Enfin, comme sur beaucoup de sujets, la politique parisienne en matière de propreté s’est faite sans les habitants et c’est la raison pour laquelle elle ne fonctionne pas. Les agents parisiens de la propreté font un travail énorme mais ils ne sont pas suffisamment reconnus et la gestion des questions liées à la propreté est encore trop lointaine. Je souhaite que nous soyons tous engagés sur ce sujet. Dans chaque quartier un groupe de cantonniers sera chargé d’assurer la propreté quotidienne. Ces agents seront désormais visibles, connus des habitants et en relation directe avec eux. Lorsque vous connaissez la personne qui nettoie votre rue, je peux vous assurer que vous faites plus attention ! Régulièrement, ces agents organiseront des opérations ciblées avec les habitants pour remettre un état un quartier comme j’ai eu l’occasion de le faire avec les habitants du 19èmearrondissement.

Comment va s’organiser votre campagne dans les arrondissements ?

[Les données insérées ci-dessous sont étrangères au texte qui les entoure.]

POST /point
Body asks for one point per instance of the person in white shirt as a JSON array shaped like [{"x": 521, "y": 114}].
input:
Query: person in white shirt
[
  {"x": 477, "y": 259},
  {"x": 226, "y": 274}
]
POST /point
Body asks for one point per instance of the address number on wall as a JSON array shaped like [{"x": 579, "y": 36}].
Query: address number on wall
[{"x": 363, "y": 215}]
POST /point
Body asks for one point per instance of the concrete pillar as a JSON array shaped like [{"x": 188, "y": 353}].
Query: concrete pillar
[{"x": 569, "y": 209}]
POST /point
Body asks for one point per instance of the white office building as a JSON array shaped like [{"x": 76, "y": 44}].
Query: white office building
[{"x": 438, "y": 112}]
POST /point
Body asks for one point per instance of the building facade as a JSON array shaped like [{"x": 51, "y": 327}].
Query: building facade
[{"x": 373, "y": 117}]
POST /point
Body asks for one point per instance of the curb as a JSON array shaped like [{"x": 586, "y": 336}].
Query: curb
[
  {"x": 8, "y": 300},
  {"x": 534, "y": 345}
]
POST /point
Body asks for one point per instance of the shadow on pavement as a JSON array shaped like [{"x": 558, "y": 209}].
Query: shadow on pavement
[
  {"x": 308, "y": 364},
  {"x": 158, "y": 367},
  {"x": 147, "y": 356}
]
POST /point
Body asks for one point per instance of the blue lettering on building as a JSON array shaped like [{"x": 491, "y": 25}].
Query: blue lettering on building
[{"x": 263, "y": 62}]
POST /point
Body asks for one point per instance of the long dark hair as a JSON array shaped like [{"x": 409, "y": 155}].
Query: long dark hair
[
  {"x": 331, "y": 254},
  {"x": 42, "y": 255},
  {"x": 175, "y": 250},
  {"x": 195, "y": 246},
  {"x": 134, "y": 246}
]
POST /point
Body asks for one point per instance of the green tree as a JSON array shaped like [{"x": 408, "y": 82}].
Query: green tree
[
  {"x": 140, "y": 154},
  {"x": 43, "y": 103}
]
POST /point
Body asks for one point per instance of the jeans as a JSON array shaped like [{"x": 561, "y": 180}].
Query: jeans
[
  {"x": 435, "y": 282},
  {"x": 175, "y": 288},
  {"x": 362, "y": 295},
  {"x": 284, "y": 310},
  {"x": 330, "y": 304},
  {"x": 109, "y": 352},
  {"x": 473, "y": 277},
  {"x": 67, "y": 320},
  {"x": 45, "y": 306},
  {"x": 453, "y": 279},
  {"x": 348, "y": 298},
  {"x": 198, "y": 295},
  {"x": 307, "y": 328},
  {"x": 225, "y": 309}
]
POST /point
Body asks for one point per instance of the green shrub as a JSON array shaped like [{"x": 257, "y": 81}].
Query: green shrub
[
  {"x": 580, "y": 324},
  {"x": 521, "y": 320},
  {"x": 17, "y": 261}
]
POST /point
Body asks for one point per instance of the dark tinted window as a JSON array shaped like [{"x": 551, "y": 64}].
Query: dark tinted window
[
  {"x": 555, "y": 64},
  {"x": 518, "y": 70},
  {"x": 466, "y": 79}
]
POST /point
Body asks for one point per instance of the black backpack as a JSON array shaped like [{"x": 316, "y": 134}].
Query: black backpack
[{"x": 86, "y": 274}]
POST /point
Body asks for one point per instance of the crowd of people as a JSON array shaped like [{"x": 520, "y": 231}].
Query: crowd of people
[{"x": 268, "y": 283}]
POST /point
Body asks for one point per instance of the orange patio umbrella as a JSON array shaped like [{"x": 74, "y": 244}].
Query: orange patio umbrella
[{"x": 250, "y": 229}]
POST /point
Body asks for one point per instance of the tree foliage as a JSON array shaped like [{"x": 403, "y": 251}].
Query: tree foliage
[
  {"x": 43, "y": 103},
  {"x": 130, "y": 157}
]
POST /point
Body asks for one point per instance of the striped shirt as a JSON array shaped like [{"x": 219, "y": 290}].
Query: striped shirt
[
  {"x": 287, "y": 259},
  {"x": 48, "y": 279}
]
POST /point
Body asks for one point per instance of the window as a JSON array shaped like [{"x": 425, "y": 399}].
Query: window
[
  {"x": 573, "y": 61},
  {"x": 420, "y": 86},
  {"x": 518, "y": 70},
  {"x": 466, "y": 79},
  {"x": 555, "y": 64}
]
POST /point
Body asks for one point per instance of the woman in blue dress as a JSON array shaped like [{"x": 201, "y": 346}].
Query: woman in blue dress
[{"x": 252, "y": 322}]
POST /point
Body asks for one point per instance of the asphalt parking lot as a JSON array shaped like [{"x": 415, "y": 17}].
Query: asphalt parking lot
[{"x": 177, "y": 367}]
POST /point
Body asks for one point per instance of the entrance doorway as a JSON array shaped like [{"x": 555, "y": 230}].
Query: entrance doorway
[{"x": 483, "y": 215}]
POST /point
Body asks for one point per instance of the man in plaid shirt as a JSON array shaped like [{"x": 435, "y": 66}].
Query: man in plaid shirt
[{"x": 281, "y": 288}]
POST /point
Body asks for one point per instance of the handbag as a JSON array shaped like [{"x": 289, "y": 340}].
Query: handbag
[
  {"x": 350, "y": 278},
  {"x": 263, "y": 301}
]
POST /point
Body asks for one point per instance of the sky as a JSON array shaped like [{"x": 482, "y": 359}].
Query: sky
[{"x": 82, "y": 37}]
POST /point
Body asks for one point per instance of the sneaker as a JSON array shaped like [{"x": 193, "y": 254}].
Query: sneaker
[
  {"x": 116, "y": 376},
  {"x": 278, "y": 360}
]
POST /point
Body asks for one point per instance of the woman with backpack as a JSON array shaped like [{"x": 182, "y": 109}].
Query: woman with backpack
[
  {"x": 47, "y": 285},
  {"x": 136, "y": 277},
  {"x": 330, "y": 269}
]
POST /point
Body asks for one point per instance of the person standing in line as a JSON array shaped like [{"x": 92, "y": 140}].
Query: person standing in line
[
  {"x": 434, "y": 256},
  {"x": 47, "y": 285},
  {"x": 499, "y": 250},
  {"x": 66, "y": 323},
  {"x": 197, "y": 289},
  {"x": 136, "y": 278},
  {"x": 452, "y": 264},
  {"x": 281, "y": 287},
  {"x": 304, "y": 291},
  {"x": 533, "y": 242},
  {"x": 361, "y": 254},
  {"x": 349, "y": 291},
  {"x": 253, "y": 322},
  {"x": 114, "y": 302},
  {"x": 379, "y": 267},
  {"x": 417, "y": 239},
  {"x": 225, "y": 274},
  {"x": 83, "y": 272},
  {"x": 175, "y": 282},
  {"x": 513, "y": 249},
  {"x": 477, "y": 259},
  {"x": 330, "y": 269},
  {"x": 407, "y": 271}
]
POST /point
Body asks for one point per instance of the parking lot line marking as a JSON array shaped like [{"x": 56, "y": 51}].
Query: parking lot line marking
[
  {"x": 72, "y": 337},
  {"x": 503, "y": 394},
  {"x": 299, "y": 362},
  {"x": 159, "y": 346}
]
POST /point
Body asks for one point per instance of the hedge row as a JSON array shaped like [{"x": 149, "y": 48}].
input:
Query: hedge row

Nous ferons campagne partout et tout le temps. Traditionnellement à Paris, on considère que les arrondissements de l’Ouest sont acquis à la droite et que l’Est parisien est acquis à la gauche. Les candidats concentrent donc leurs efforts sur les arrondissements qui peuvent basculer pour espérer l’emporter. Ce temps est révolu. Nous porterons nos propositions – les mêmes propositions – dans tous les arrondissements et dialoguerons avec tout le monde. Au-delà de l’impérieuse nécessité de réconcilier les parisiens pour dépasser les a prioriet les clivages partisans, c’est pour moi une question d’éthique politique : ne jamais tomber dans le piège du double-discours, faire preuve d’une écoute et d’une attention inconditionnelles.